To the extent that the BIA's decision equated the alleged conduct in this case with that in Zheng and Djonda, those cases are distinguishable. As we explained earlier, each asylum case turns on its own facts, and those cases lack several of the crucial facts identified above. For one thing, the duration of the detentions at issue in those two cases is indisputably shorter than the week-long detention that Shi experienced. Moreover, neither of those cases involved the interruption of a private church service or the confiscation of religious materials that render the police's persecution of Shi particularly invidious and antithetical to the INA's basic principles. Finally, neither of those cases confronted as singularly cruel a tactic as handcuffing an individual to an iron bar, outside and overnight, in the rain, in order to facilitate an interrogation. While some of the elements found in this case—for instance, Shi being slapped in the face or having a chair kicked out from under him—plainly would not compel a finding of persecution standing alone, again we evaluate the conduct cumulatively. In this case, the authorities subjected Shi, over the course of seven days, to a wide variety of harms in a concerted effort to repress his religious exercise: interruption of a private church service, arrest, interrogation, detention, confiscation of property, and a severe act of physical abuse. Those disturbing circumstances leave us convinced that, if Shi's account is to be credited, the Chinese authorities persecuted Shi on account of his religion.

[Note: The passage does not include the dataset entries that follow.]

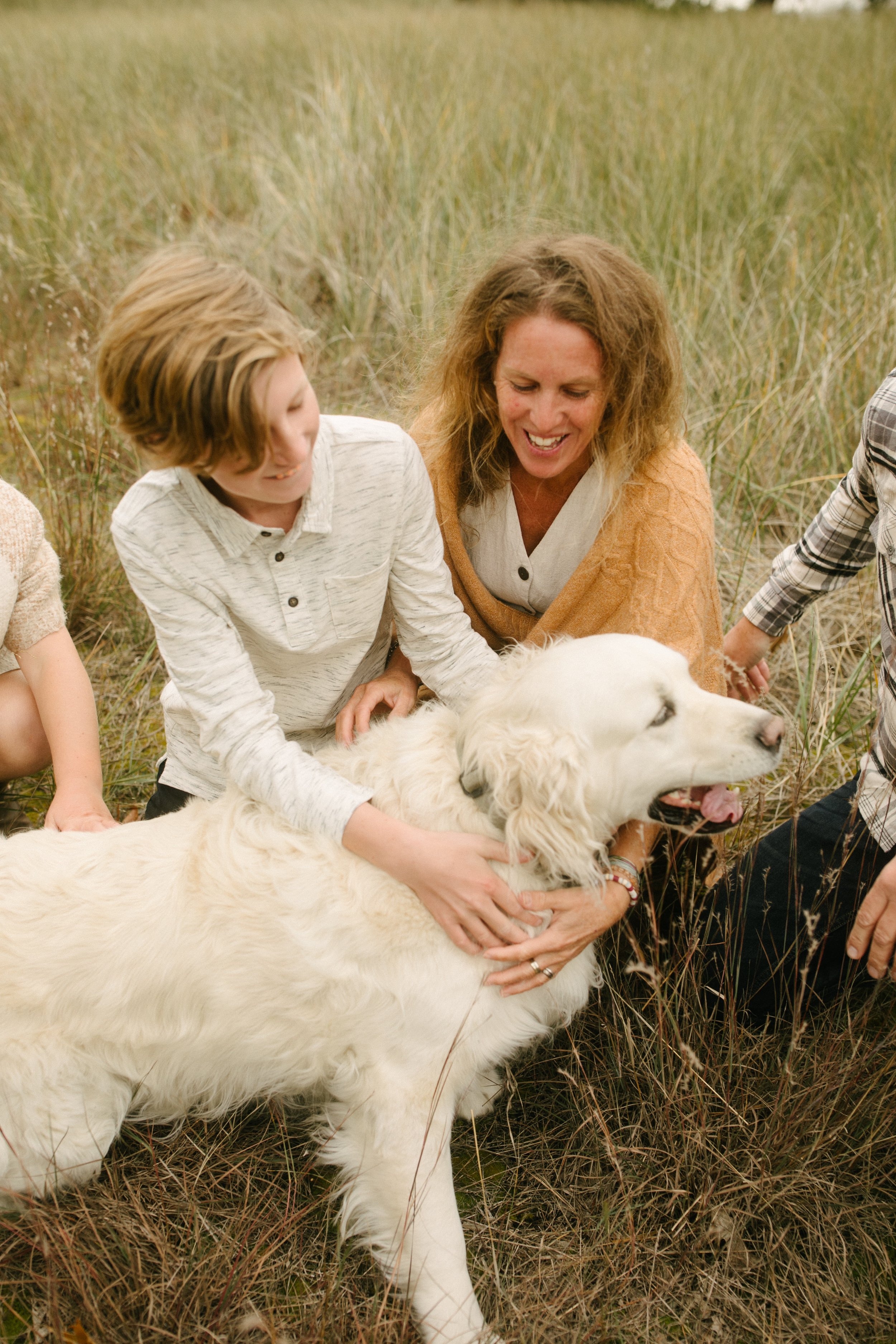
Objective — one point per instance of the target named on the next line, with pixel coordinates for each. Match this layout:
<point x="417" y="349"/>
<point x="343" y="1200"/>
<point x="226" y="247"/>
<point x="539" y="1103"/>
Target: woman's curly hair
<point x="580" y="280"/>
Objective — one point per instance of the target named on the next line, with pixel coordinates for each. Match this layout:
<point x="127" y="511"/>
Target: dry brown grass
<point x="652" y="1175"/>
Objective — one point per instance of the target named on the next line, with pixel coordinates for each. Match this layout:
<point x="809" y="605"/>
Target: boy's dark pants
<point x="780" y="920"/>
<point x="166" y="799"/>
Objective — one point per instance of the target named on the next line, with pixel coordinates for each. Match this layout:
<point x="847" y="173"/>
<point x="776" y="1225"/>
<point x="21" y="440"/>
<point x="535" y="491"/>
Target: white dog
<point x="189" y="964"/>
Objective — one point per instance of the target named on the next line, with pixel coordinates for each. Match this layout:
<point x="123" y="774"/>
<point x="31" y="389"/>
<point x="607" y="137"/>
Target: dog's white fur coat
<point x="192" y="963"/>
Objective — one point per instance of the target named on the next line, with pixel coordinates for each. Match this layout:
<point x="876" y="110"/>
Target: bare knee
<point x="23" y="744"/>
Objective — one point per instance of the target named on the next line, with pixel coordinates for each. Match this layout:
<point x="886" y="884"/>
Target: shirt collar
<point x="235" y="534"/>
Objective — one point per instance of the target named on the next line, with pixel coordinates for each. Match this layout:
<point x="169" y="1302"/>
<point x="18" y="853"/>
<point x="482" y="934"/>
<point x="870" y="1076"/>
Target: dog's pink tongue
<point x="722" y="804"/>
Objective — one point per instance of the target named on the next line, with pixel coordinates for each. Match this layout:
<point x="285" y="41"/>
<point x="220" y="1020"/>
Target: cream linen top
<point x="494" y="542"/>
<point x="30" y="602"/>
<point x="267" y="634"/>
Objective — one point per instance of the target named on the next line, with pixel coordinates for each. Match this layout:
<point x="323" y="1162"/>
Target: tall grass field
<point x="652" y="1174"/>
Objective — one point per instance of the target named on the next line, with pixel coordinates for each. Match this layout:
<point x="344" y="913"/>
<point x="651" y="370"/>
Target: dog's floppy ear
<point x="534" y="783"/>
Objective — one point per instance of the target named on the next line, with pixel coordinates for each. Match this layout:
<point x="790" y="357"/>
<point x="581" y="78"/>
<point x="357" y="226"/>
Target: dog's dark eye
<point x="666" y="713"/>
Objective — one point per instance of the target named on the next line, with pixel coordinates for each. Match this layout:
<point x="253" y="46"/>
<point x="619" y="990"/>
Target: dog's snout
<point x="772" y="733"/>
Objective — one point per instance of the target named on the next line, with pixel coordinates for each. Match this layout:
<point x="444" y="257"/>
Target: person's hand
<point x="745" y="648"/>
<point x="78" y="808"/>
<point x="449" y="871"/>
<point x="578" y="919"/>
<point x="876" y="925"/>
<point x="394" y="687"/>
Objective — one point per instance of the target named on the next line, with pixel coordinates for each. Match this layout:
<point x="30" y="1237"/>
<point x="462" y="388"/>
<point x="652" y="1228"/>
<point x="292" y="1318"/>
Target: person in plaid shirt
<point x="828" y="878"/>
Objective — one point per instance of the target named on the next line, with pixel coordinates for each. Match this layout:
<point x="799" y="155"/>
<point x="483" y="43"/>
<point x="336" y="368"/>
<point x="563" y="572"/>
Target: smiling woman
<point x="569" y="502"/>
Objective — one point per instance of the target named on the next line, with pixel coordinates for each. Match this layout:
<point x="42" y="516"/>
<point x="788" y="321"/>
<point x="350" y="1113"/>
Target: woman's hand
<point x="580" y="917"/>
<point x="745" y="648"/>
<point x="397" y="687"/>
<point x="78" y="807"/>
<point x="449" y="871"/>
<point x="876" y="925"/>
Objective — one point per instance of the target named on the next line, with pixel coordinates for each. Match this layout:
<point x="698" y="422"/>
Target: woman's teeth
<point x="544" y="443"/>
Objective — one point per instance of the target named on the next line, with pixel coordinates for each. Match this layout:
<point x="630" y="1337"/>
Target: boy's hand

We therefore reverse the BIA's determination that the conduct Shi has alleged did not amount to persecution. Because, pursuant to 8 C.F.R. § 208.13(b)(1), a finding of past persecution satisfies a petitioner's burden of demonstrating a well-founded fear of persecution, we have no occasion to address the BIA's holding that Shi otherwise failed to meet the burden of establishing that he had a well-founded fear of future persecution. Instead, we remand to the BIA to reconsider this case consistent with the legal conclusion we have outlined.
PETITION FOR REVIEW GRANTED; VACATED AND REMANDED.